青白く画面が光りながら、微振動を繰り返しているそれを手にとり画面を見れば、一通のメールが届いていた。
どうせ政府からのいつもの業務連絡だろう。
はいはい、と気怠げに開いてすぐに飛び込んだ文字に、真澄は目を見開いた。

『――国本丸が現在戦闘中。本丸が手薄になっている時を狙っての奇襲と見られる。
 出陣可能な部隊がある審神者は、至急救援に向かえ』

「奇襲……」
「どうしたがなが、主?」

呆然としながら画面を眺めていれば、近侍の陸奥守が異常を察したらしく声をかけてきた。
そっと隣に寄り添うようにしながら、陸奥守も真澄と同じ画面を見る。
ずらり、と並べられた文章は読み進めるほどに現実離れして見えた。
結界を張っていて、ここだけは絶対に安全だと思われていた本丸が、敵からの奇襲を受けているという事実。
しかもそれが一つの本丸ではなく、国全体で起こっているという事実。
横目で陸奥守の顔を伺えば、固く強張りどこか顔色が悪そうに映った。……前の主の最期と、重なる部分があるのかもしれない。

近侍の事が気にかかりつつも、情報を得る為に真澄は液晶に指を滑らせて下へ下へとスクロールしていく。

未だに続く文章は、奇襲報告から現在襲撃されている本丸の一覧に切り替わったようだ。
審神者ネームがつらつらと並ぶ中、ふと、見知った名前を見つける。
この名前は、ああ間違いない。自分と親しくしてくれている彼女の名前だ、審神者レベルも一致している!
理解した瞬間、さあっと血の気が引いた。

「陸奥! 今すぐ出陣準備をしろ、第一部隊……いや、第二、第三部隊もだ!」
「分かっちゅう!」

指示を出せば、赤い着物がひらりと部屋から駆け出した。
真澄も集中し、刀剣男士と意識を繋ぐ。こういった類いの術は苦手だが、そうも言っていられない。
深い意識の底で審神者と刀剣男士の間に繋がる糸をたぐり寄せながら、真澄は必死に呼びかける。

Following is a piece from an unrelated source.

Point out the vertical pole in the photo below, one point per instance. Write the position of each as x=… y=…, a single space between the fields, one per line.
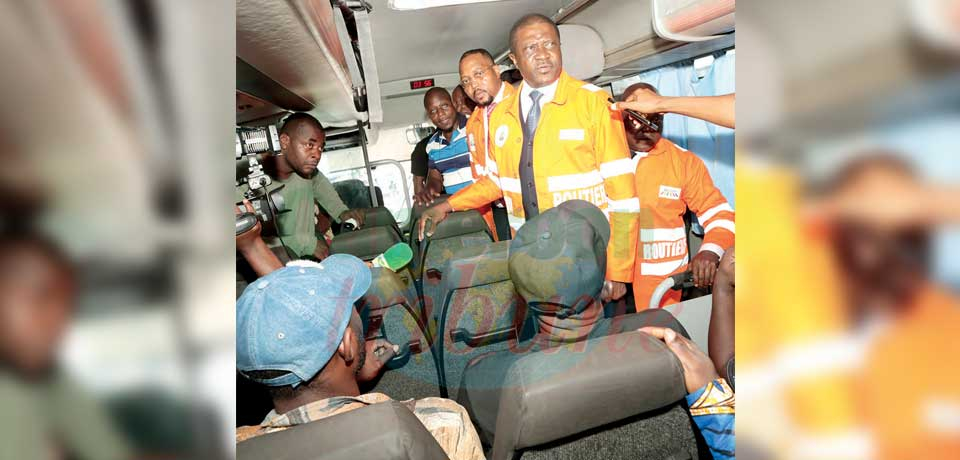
x=366 y=164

「緊急事態だ、他本丸が敵の奇襲にあってる。これからあたしらも救援に向かう。
 第一部隊、および第二、第三部隊は至急出陣準備を。非番の所悪いが、ひと暴れしてもらうぞ」

ごく端的に呼びかければ、すぐに了承の返事が返される。
全て伝え終えてふわりと意識を浮上させれば、部屋の外から忙しない音が耳に届いた。
慣れない事に早くも疲弊しかけるが、今ここでへばっているわけにはいかない。勝負はこれからなのだ。

パン! と両頬を叩き、自分に気合いを入れる。

「主がしっかりしないでどうすんだってーの!」

端末をスカートのポケットにねじ込みながら、真澄もまた、部屋を飛び出した。